Take a closer look at commands for celery-long and celery-numerous, the -Q parameter says which queue worker will consume tasks from. They should match those that we use in send_task queue parameter. If you don't have worker that consumes messages from the queue - they will pile up consuming space, until database will crash because of not enough disk space.

In order to changes have any effect you need to stop your docker-compose running by pressing CTRL-C and start it again with docker-compose up.

Go to http://0.0.0.0:8060/, click on "Upload New File" link and upload the demo file that we have generated, click "Upload" button.

You will be redirected to the detail page for this upload. At first it will show status: Pending or Processing (depending on wether or not Celery task managed to start working already).
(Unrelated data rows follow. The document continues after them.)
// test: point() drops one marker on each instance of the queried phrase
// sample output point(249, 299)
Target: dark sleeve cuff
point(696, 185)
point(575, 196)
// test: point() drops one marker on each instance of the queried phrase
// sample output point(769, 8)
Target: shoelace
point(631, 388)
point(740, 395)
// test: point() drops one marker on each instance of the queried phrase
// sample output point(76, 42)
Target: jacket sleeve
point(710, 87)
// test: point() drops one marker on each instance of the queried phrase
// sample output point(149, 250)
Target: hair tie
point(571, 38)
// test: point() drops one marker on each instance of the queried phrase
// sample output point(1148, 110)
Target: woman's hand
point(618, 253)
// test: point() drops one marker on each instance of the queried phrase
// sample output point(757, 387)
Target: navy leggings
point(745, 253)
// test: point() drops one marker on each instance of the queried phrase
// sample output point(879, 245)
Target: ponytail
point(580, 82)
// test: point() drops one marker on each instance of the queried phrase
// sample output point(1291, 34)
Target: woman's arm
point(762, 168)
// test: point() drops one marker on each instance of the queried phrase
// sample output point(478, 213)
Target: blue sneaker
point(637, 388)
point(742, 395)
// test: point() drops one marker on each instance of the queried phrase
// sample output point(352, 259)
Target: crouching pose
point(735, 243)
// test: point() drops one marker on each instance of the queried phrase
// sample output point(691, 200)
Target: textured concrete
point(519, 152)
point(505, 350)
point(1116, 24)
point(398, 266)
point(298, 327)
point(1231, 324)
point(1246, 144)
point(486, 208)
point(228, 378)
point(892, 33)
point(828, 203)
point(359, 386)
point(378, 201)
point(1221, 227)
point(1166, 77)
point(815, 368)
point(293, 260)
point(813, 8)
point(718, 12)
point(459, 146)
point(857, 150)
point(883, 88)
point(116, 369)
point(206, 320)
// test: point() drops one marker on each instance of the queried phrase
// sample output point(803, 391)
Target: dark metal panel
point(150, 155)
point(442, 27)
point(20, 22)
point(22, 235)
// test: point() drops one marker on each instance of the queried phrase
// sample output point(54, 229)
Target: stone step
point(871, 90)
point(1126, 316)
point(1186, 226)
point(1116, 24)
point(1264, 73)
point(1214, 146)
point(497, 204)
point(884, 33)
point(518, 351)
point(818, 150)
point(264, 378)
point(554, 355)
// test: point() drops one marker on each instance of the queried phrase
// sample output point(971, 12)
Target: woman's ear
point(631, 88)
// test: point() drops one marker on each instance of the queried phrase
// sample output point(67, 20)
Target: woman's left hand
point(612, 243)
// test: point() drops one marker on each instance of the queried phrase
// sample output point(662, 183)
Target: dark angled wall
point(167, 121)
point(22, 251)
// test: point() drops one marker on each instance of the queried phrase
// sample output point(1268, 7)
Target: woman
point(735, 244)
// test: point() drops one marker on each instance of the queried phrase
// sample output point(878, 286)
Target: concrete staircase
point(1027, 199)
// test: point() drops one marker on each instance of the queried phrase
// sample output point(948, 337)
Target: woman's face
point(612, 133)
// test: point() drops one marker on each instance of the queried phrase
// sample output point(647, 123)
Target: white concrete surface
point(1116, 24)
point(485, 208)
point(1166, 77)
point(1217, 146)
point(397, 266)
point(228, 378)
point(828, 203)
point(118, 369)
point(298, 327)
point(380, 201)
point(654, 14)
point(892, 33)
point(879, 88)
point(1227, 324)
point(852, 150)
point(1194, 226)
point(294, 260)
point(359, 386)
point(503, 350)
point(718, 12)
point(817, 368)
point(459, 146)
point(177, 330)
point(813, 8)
Processing the CSV file upload with Django Celery

Then thanks to a little piece of JS code, that appears if processing is not finished, the page will reload and you will see all the contacts from the file.
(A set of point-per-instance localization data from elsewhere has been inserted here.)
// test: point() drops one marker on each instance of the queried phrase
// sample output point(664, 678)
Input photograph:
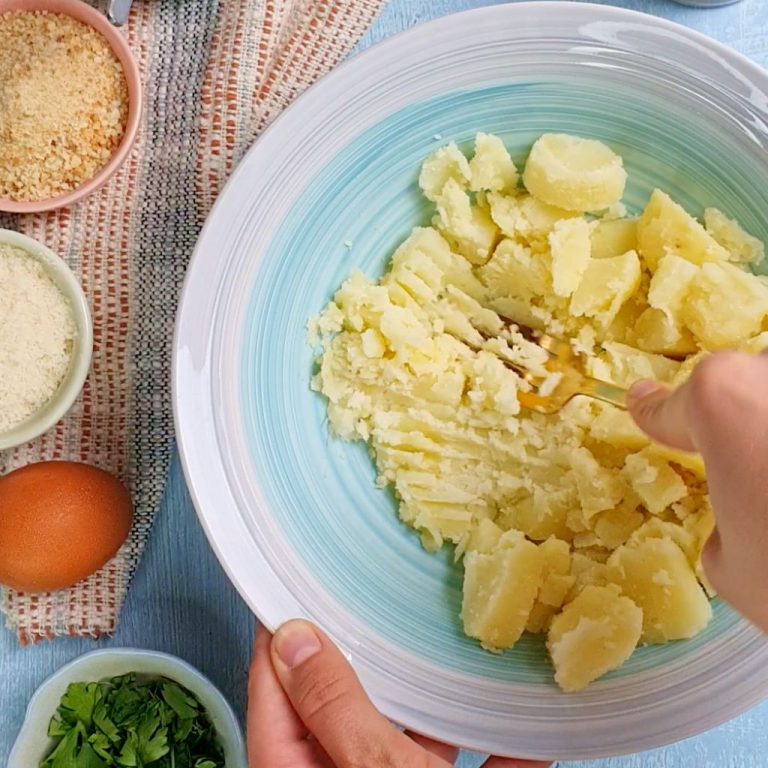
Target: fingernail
point(641, 389)
point(295, 642)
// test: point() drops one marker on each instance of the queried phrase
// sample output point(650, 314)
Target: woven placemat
point(215, 74)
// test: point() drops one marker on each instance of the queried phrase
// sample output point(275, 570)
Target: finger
point(327, 696)
point(272, 725)
point(513, 762)
point(443, 751)
point(661, 413)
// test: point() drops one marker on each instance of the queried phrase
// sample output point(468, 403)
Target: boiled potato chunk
point(629, 365)
point(618, 429)
point(613, 237)
point(657, 576)
point(665, 227)
point(514, 271)
point(605, 286)
point(655, 332)
point(576, 524)
point(574, 173)
point(615, 526)
point(654, 481)
point(596, 633)
point(500, 589)
point(448, 163)
point(470, 228)
point(492, 169)
point(570, 247)
point(725, 305)
point(670, 285)
point(540, 516)
point(741, 246)
point(599, 487)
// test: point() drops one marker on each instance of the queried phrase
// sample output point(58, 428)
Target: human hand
point(722, 412)
point(307, 709)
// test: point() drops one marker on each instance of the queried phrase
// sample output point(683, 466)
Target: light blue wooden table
point(182, 603)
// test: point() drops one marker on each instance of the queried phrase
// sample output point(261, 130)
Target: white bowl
point(69, 389)
point(32, 744)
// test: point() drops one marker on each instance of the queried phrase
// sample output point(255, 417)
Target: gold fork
point(562, 360)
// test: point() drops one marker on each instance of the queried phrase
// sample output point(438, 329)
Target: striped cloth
point(215, 73)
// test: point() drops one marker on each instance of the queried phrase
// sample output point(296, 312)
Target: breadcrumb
point(63, 104)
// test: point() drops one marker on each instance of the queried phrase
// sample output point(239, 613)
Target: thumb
point(661, 413)
point(327, 696)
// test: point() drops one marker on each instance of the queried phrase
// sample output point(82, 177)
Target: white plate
point(293, 514)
Processing is finished, but not all contacts have been checked

At this stage the task of processing the file has finished, but tasks for checking domains' MX records are not.

If you refresh the page again you will see a different picture – the column "MX Found" is full of green and red icons.

Celery tasks have finished processing the data

Let's look in terminal where we have docker-compose up running and make sure that messages went into right queues.

Latest log records will start from celery-numberous_1, and it means that process_contact_mx_records went into the numerous queue.

docker-compose Celery logs

If you scroll up and search for process_uploaded_file you will see that it went to the long queue and the container that runs it is called celery-long_1.

Also, every minute our scheduled task should be seen in logs for updating the cache:

Celery scheduled task log

Let's go to the main page and see that we have data in our cache and the page is rendered using that cache.

Last step is to prepare for deployment.

Open the Procfile in the root of the project and add two lines for our Celery workers. They will be used during deployment with Appliku to run separate workers.

workerlong: celery -A djangito.celeryapp:app  long -Q default -n djangito.%%h --without-gossip --without-mingle --without-heartbeat --loglevel=INFO --max-memory-per-child=512000 --concurrency=1
workernumerous: celery -A djangito.celeryapp:app  numerous -Q default -n djangito.%%h --without-gossip --without-mingle --without-heartbeat --loglevel=INFO --max-memory-per-child=512000 --concurrency=1

Hope this helped to understand how to work with multiple queues in Celery and why you might need it.